Dr. Elizabeth A. Clark
In the mid-1970s, I decided I needed to develop a better writing style. Yes, I had written many term papers and a dissertation, but I had been out of graduate school for ten years and had not published anything--a situation that, in today’s academic market, would have gotten me fired. How to improve my writing? I decided to read the “great authors,” noting how they constructed their sentences and paragraphs. To whom did I turn? To Henry James, a counter-intuitive choice for someone who aimed to write on late ancient Christianity.
I was recently reminded of the folly of my choice was when I noted an analysis of James’s Autobiographies by New York Times reviewer, Dwight Garner: “He stacked clause upon clause in their [the late novels’] sentences, constructing towering and often opaque chains of thought and feeling. These books don’t merely abstain from American simplicity; they poke it in the sternum.” (Garner here refers to James’s claim, “I hate American simplicity. I glory in the piling up of complications of every sort.”)
Why I imagined that an author who reveled in “often opaque chains of thought and feeling” would enable me to interpret better Augustine and John Chrysostom remains a mystery. But I set out to conquer Portrait of a Lady and went on to most of James’s other novels. They did, I admit, make me notice language. Today, I rather advise students to read The New Yorker to sample excellent style (despite that magazine’s peculiarity with commas).
There probably was an added benefit to reading Portrait of a Lady when I did. Like many young women with intellectual pretensions who had grown up in the 1950’s, I dreamed of meeting “the great man,” who would be beyond all others in intellect, scholarly acumen, and “culture.” Isabel Archer showed all too painfully the unhappy result of her infatuation with Gilbert Osmond. As my reading program went on to George Eliot, I encountered Dorothea Brooke of Middlemarch, similarly disillusioned. I hope that my female students today, while not losing romantic idealism, take a more pragmatic approach to organizing their lives!
Elizabeth A. Clark is the John Carlisle Kilgo Professor of Religion, Emerita at Duke University.
Dr. Tal Ilan
Even though I am a scholar and historian who writes non-fiction, I have always been much more deeply influenced by works of fiction. I am a sucker for romance (Jane Austin) and historical novels (Robert Graves), but I was stunned when I discovered Terry Pratchett’s fantasy Discworld novels—above all his magnum opus “Small Gods.” This book portrayed a world that looks like a disc situated on the backs of four elephants standing on the back of the great turtle Atuin, which got me thinking about our world and our discipline.
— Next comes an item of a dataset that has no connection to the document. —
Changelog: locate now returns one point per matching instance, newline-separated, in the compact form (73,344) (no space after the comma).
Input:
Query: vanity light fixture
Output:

In the discworld there are many gods—and monotheism is a possibility not yet realized and certainly not yet dominating the world—but there is religious intolerance and an inquisition where “there are hardly any excesses of the most crazed psychopath that cannot easily be duplicated by a normal kindly family man who just comes in to work every day and has a job to do.” I think Pratchett's description of democracy speaks for itself:
Every man should have the vote (provided that he wasn't poor, foreign, nor disqualified by reason of being mad, frivolous, or a woman). Every five years someone was elected to be Tyrant, provided he could prove that he was honest, intelligent, sensible, and trustworthy. Immediately after he was elected, of course, it was obvious to everyone that he was a criminal madman and totally out of touch … And then five years later they elected another one just like him, and really it was amazing how intelligent people kept on making the same mistakes.
Dr. Tal Ilan is Professor of Jewish studies at the Free University, Berlin (Germany).